Ex Vivo Biomechanical Assessment of Various Repair Techniques in a Rabbit Calcaneal Tendon Avulsion Model: Application of Polycaprolactone Plate

Simple Summary Tendon injuries are a disease that can occur in small animals and may require surgical correction. There are various suture methods for primary tendon repair, and techniques to reinforce these suture methods are currently being researched. This is the first study to apply a plate made of polycaprolactone (biodegradable, biocompatible, and non-toxic implantable biomaterial) to tendon plating. In addition, the polycaprolactone plate was compared biomechanically with conventional tendon reinforcement methods including titanium plates. This study was aimed at evaluating the biomechanical properties and gapping characteristics of tendon repair methods using a combination of a three-loop pulley (3LP) pattern, a titanium plate, and a polycaprolactone (PCL) plate in a rabbit gastrocnemius tendon (GT) model (n = 50). GTs were randomly assigned to five groups (n = 10/group). Transected GTs were repaired with a 3LP pattern alone or in conjunction with an epitendinous suture (ES), a 5-hole 1 mm PCL plate, a 5-hole 2 mm PCL plate, or a 5-hole 1.5 mm titanium plate.

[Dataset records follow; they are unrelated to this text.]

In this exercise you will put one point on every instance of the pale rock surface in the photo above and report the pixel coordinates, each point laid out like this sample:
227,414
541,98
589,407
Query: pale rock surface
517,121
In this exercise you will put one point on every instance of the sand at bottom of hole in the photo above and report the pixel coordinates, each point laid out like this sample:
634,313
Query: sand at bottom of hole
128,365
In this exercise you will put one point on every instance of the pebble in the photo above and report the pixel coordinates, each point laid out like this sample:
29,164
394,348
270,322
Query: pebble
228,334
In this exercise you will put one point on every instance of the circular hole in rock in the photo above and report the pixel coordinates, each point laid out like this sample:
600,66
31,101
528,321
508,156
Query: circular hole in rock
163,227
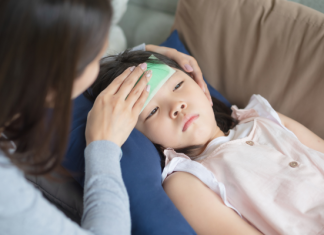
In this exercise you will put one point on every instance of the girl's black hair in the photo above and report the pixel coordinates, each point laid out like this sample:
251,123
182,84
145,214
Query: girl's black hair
112,66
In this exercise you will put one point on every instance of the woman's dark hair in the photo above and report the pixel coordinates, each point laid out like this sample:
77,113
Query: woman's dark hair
112,66
44,46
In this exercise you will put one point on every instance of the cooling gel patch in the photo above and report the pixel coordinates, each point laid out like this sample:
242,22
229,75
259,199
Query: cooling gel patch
160,74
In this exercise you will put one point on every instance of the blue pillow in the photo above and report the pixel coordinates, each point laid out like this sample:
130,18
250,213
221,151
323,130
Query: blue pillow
152,212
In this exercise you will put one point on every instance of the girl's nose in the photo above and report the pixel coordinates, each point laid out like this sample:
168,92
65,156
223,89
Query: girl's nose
178,108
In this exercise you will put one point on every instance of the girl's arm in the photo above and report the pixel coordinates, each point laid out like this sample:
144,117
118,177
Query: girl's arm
304,135
202,208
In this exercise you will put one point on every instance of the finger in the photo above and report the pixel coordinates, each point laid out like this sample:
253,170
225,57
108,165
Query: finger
198,77
137,108
117,82
131,80
138,89
208,95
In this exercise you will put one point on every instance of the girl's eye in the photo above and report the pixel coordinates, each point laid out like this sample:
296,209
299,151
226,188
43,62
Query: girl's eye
153,112
177,86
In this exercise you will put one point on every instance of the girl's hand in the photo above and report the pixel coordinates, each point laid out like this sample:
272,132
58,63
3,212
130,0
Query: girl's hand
188,63
112,117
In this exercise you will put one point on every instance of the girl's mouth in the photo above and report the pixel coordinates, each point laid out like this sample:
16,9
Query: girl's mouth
189,121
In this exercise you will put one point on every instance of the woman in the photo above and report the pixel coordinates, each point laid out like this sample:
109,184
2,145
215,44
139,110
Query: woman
50,52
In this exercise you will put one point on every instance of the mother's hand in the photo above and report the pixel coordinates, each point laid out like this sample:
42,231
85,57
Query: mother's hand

The yield, peak, and failure force, as well as the occurrence and force of 1-mm and 3-mm gapping were examined. The mean yield, peak, and failure force of the 3LP + titanium plate group were higher than that of other groups. The biomechanical properties of a 3LP + a 2 mm PCL plate were similar to 3LP + ES constructs in this model. In all specimens in all groups, 1 mm gap formation was observed. The frequency of 3 mm gap formation was 70% and 90% in the 3LP + 2 mm PCL plate group and the 3LP + 1.5 mm titanium plate group, respectively. Additional studies evaluating PCL plates to determine the effect on the healing and blood supply of tendon are needed.

Automated summary

This study applied a polycaprolactone plate to tendon plating for the first time, compared its biomechanical properties with conventional methods, and evaluated the gap characteristics. The results showed that the 3LP + titanium plate group had the highest force values, and the biomechanical properties of the 3LP + a 2 mm PCL plate were similar to the 3LP + ES constructs. Gap formation was observed in all groups, with a higher frequency in the 3LP + 1.5 mm titanium plate group.